Einer steigt immer nur ein. Kein Fahrer, keine Fahrerin, die sich infizieren könnte und die mich krank machen könnte.
Eine Welt könnte auch so große Krücken schaffen, dass sich die Menschen gar nicht mehr begegnen.
Die Lebensmittel kommen für eine Mahlzeit vollständig ins Haus. Restaurants beliefern uns daheim.
Alle schönen Dinge für die Gestaltung, Handwerken, alles ist schon heute „online“ zu bekommen. Die Schilder der heimatlichen Betriebe „Kaufen Sie in Ihrer Region. Unterstützen Sie Geschäfte vor Ort“ gibt es heute schon. Gerade in dieser Zeit verdienen sie besondere Aufmerksamkeit. Unterhalten können wir uns ja via Skype, Zoom und und und… die Programme werden jetzt schnell entwickelt, verfeinert und auf den Markt gebracht, ein guter Umsatz wird erwartet.

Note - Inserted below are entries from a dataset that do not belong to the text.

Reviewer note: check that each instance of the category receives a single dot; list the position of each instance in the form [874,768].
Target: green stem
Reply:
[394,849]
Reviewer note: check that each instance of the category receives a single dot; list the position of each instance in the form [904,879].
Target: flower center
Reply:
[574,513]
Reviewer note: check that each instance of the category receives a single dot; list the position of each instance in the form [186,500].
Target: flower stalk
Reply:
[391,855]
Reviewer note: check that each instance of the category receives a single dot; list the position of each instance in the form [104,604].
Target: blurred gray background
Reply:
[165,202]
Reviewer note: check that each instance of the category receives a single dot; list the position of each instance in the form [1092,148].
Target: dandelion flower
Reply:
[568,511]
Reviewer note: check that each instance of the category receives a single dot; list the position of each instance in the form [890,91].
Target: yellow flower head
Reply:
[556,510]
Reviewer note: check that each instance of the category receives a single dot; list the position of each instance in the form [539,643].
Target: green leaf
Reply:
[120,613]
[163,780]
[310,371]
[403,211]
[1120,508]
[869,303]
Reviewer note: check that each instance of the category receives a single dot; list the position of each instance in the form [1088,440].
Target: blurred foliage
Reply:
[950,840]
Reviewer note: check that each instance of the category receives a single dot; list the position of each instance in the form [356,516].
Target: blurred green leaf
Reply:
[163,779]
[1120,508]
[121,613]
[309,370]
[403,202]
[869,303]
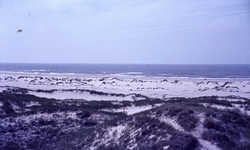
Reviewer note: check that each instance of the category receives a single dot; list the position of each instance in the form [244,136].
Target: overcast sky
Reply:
[125,31]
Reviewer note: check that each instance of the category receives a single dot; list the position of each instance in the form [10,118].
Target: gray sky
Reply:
[125,31]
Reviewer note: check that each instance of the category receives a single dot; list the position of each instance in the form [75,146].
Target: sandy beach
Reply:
[123,88]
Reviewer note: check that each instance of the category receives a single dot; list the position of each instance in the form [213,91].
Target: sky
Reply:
[125,31]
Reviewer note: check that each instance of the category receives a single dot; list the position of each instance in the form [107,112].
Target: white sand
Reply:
[151,87]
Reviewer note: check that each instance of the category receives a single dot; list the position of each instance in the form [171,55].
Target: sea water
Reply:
[138,70]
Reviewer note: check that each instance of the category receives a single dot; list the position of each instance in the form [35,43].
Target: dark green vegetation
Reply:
[30,122]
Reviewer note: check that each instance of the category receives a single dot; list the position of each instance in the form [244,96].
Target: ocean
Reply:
[135,70]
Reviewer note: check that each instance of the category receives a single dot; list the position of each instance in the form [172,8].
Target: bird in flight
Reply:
[19,31]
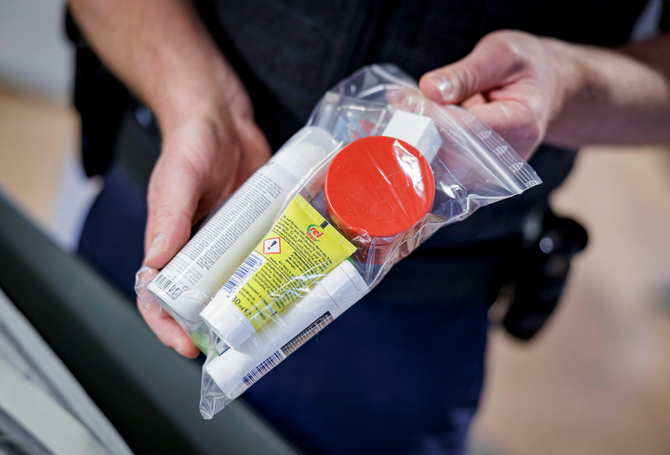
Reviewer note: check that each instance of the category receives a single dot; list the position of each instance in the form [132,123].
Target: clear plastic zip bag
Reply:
[376,171]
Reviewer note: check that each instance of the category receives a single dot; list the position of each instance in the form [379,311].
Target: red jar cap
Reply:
[378,187]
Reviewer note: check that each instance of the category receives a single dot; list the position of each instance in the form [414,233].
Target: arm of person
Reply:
[532,89]
[163,52]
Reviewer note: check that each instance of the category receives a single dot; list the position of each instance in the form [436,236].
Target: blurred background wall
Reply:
[595,381]
[39,130]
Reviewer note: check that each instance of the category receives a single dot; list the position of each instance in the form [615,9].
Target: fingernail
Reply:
[158,245]
[442,84]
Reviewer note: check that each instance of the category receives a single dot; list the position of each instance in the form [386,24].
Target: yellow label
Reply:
[299,249]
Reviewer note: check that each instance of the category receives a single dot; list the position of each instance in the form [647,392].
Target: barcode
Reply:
[297,341]
[248,268]
[165,284]
[260,371]
[304,336]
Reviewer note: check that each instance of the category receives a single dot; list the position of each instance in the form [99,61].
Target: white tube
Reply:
[236,370]
[203,266]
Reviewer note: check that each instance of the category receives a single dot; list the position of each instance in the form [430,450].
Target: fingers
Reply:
[494,62]
[169,332]
[174,193]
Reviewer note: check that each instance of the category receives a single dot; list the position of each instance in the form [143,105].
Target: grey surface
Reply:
[23,348]
[149,393]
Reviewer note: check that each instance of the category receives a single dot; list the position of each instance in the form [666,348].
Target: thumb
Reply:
[172,202]
[491,64]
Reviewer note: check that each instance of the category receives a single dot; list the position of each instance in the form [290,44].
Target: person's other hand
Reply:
[206,155]
[515,82]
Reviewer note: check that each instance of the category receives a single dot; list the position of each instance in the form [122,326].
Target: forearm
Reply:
[162,51]
[613,96]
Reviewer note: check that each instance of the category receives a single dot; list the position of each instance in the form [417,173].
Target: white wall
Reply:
[35,55]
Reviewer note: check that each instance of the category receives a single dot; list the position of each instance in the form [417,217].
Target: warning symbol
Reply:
[272,246]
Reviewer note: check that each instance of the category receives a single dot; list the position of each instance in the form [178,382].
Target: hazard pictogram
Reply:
[272,245]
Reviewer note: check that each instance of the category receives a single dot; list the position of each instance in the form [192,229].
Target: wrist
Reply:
[206,93]
[574,82]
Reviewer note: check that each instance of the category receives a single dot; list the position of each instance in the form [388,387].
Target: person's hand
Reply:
[515,82]
[206,155]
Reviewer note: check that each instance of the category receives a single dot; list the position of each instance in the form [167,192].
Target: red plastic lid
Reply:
[378,187]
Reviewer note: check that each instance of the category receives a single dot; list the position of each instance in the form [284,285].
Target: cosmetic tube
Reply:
[208,260]
[236,370]
[299,250]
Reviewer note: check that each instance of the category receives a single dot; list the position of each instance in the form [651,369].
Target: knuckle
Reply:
[464,80]
[168,216]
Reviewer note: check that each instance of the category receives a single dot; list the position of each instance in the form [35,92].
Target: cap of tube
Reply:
[378,187]
[227,322]
[344,285]
[417,130]
[217,369]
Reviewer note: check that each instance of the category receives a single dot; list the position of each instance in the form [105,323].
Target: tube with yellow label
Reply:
[300,248]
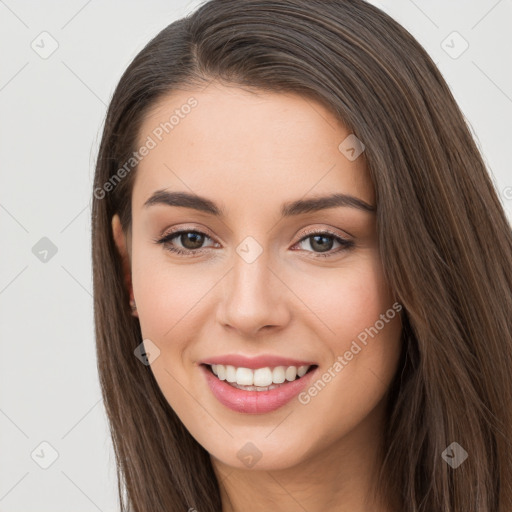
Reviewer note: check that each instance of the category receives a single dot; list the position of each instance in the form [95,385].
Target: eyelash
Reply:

Ist dies eine Welt, die wir wollen, die wir uns wünschen? Benjamin Franklin hat gesagt: Wer die Freiheit aufgibt, um Sicherheit zu gewinnen, wird am Ende beides verlieren.
Sollten wir nicht vorsichtig sein und immer wieder die berühmte Rückfrage nach der Sinnhaftigkeit stellen? Ist dies nicht die Freiheit der eigenen Gedanken, die als Meinungsfreiheit sich ein Bild nach außen verschafft? Ein Freund, mit dem ich die Tage lange telefonierte (Er arbeitet übrigens auch als Philosoph Thomas Schneider, Begründer der Denkinsel in Kitzingen: https://denkenswerte.de/) gebrauchte ein sehr schönes Wort. Er sagte, dass viele Dinge, auch heute in unserer Situation „Notlösungen“ seien. Ja, das ist das Wort. Dies sollten wir nicht vergessen. Jede Krücke ist ein Notlösung. Notlösungen zu Realitäten werden zu lassen, bedeutet Verzicht auf Freiheit. Verzicht auf Freiheit bedeutet Menschlichkeit in ihrer ganzen Vielfalt einzuschränken. Vielfalt entsteht durch Freiräume. Freiräume schaffen zum Beispiel tolle Bücher wie Herr der Ringe und tolle Verfilmungen wie z.B. Peaceful warrier. Daher stehe ich auf für die Freiheit, die übrigens die Zazen-Praxis in ihrer Einfachheit jederzeit übt. Ich freue mich auf unser weiteres Üben der menschlichen Freiheit.